Demonstração de Cultura de Folha de Células Auto-Montadas e Geração Manual de um Organoide 3D Semelhante a Tendão/Ligamento usando Fibroblastos Dérmicos Humanos

Published: June 21, 2024
doi:
10.3791/66047
, , , , ,
1Department of Musculoskeletal Tissue Regeneration, Orthopaedic Hospital König-Ludwig-Haus,University of Würzburg, 2Laboratory for Experimental Trauma Surgery, Department of Trauma Surgery,University Hospital Regensburg, 3Department of Orthopaedics, Orthopaedic Hospital König-Ludwig-Haus,University of Würzburg

Summary

Aqui, demonstramos um modelo organoide de três etapas (expansão bidimensional [2D], estimulação 2D, maturação tridimensional [3D]) oferecendo uma ferramenta promissora para pesquisa fundamental de tendões e um potencial método livre de andaimes para engenharia de tecidos tendinosos.

Abstract

Tendões e ligamentos (T/L) são estruturas fortes e hierarquicamente organizadas que unem o sistema musculoesquelético. Esses tecidos têm uma matriz extracelular (MEC) rica em colágeno tipo I estritamente disposta e células da linhagem T/L posicionadas principalmente em fileiras paralelas. Após a lesão, o T/L requer muito tempo para reabilitação com alto risco de falha e resultados de reparo muitas vezes insatisfatórios.
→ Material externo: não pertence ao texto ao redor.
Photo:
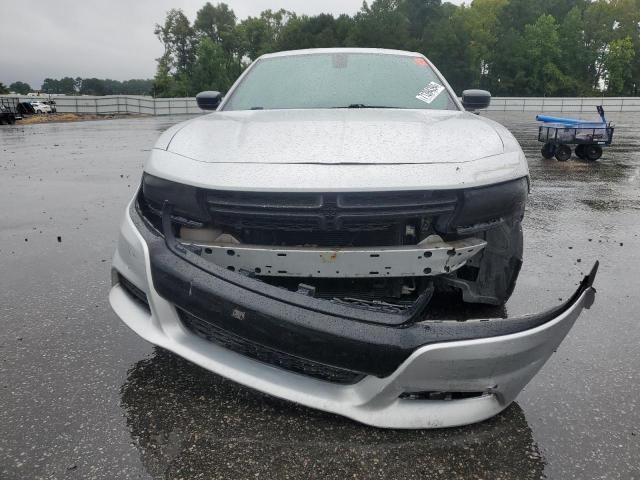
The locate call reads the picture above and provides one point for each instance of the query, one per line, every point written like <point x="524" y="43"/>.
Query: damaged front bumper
<point x="389" y="370"/>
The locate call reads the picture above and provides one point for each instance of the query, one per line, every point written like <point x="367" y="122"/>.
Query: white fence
<point x="121" y="104"/>
<point x="175" y="106"/>
<point x="564" y="104"/>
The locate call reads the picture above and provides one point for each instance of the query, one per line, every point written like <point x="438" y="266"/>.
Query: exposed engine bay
<point x="370" y="249"/>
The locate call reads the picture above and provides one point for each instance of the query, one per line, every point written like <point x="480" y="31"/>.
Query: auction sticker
<point x="430" y="92"/>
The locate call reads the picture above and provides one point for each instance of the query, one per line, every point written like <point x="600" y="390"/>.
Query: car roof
<point x="311" y="51"/>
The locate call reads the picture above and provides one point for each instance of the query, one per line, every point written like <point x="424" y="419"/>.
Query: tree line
<point x="510" y="47"/>
<point x="84" y="86"/>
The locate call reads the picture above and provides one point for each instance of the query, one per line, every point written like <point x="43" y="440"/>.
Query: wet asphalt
<point x="81" y="396"/>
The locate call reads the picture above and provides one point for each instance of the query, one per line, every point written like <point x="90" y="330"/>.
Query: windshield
<point x="340" y="80"/>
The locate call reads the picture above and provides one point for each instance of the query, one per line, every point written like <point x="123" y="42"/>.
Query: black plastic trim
<point x="346" y="338"/>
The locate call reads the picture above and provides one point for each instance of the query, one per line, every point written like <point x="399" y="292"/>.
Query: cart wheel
<point x="548" y="150"/>
<point x="563" y="153"/>
<point x="592" y="152"/>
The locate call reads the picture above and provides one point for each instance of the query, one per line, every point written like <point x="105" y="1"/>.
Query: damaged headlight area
<point x="374" y="250"/>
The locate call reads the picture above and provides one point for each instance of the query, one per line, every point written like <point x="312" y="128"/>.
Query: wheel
<point x="592" y="152"/>
<point x="563" y="153"/>
<point x="548" y="150"/>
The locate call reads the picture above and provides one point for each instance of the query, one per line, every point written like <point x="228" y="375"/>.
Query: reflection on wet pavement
<point x="185" y="420"/>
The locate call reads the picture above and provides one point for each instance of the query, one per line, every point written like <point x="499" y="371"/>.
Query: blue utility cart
<point x="589" y="137"/>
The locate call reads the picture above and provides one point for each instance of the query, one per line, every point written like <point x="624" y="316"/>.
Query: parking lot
<point x="81" y="396"/>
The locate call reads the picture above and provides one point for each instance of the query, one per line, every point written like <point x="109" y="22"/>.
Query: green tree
<point x="20" y="87"/>
<point x="210" y="69"/>
<point x="541" y="43"/>
<point x="381" y="25"/>
<point x="262" y="34"/>
<point x="618" y="62"/>
<point x="50" y="85"/>
<point x="178" y="38"/>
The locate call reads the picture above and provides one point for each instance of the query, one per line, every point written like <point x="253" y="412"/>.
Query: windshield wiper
<point x="362" y="105"/>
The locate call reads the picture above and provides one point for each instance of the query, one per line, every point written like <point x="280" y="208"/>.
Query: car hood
<point x="336" y="136"/>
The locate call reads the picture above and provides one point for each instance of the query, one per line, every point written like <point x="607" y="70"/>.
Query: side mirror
<point x="475" y="99"/>
<point x="209" y="100"/>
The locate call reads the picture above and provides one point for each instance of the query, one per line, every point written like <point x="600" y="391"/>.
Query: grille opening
<point x="134" y="292"/>
<point x="446" y="396"/>
<point x="270" y="356"/>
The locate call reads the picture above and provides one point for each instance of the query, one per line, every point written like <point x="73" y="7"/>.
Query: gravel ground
<point x="81" y="396"/>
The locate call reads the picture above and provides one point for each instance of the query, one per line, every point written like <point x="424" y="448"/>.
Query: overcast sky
<point x="107" y="39"/>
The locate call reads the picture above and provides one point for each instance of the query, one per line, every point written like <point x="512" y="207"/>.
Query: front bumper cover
<point x="400" y="358"/>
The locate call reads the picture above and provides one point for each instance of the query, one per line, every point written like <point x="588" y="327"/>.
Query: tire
<point x="592" y="152"/>
<point x="563" y="153"/>
<point x="548" y="150"/>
Apesar dos recentes avanços na pesquisa em biologia T/L, um dos desafios remanescentes é que o campo T/L ainda carece de um protocolo de diferenciação padronizado que seja capaz de recapitular o processo de formação T/L in vitro. Por exemplo, a diferenciação óssea e gordurosa de células precursoras mesenquimais requer apenas cultura de células bidimensionais (2D) padrão e a adição de meios de estimulação específicos. Para diferenciação em cartilagem, é necessária cultura tridimensional (3D) de pellets e suplementação de TGFß. No entanto, a diferenciação celular para o tendão precisa de um modelo de cultura 3D muito ordenado, que idealmente também deve ser submetido a estimulação mecânica dinâmica. Estabelecemos um modelo organoide de 3 etapas (expansão, estimulação e maturação) para formar uma estrutura 3D semelhante a uma haste a partir de uma folha de células automontada, que fornece um microambiente natural com seus próprios fatores ECM, autócrinos e parácrinos. Esses organoides em forma de bastonete têm uma arquitetura celular de várias camadas dentro de um ECM rico e podem ser manuseados com bastante facilidade para exposição a tensão mecânica estática. Aqui, demonstramos o protocolo de 3 etapas usando fibroblastos dérmicos disponíveis comercialmente. Pudemos mostrar que esse tipo de célula forma organoides robustos e abundantes em MEC. O procedimento descrito pode ser ainda mais otimizado em termos de meios de cultura e otimizado para estimulação mecânica axial dinâmica. Da mesma forma, fontes celulares alternativas podem ser testadas quanto ao seu potencial para formar organoides T/L e, assim, sofrer diferenciação T/L. Em suma, a abordagem organoide 3D T/L estabelecida pode ser usada como modelo para pesquisa básica de tendões e até mesmo para engenharia T/L sem andaimes.

Introduction

Tendões e ligamentos (T/L) são componentes vitais do sistema músculo-esquelético que fornecem suporte e estabilidade essenciais ao corpo. Apesar de seu papel crítico, esses tecidos conjuntivos são propensos à degeneração e lesão, causando dor e comprometimento da mobilidade1. Além disso, seu suprimento sanguíneo limitado e capacidade de cicatrização lenta podem levar a lesões crônicas, enquanto fatores como envelhecimento, movimentos repetitivos e reabilitação inadequada aumentam ainda mais o risco de degeneração e lesões2. Os tratamentos convencionais, como repouso, fisioterapia e intervenções cirúrgicas, são incapazes de restaurar totalmente a estrutura e a função T/L. Nos últimos anos, os pesquisadores têm se esforçado para entender melhor a natureza intrincada da T/L, a fim de buscar tratamentos eficazes para os distúrbios T/L 3,4,5. Os T/L distinguem-se por uma estrutura hierarquicamente organizada, dominada pela matriz extracelular (MEC), composta principalmente por fibras colágenas do tipo I e proteoglicanos, característica difícil de ser replicada in vitro6. Os modelos tradicionais de cultura de células bidimensionais (2D) não conseguem capturar a organização tridimensional (3D) característica dos tecidos T/L, limitando seu potencial translacional, bem como dificultando o progresso inovador no campo da regeneração T/L.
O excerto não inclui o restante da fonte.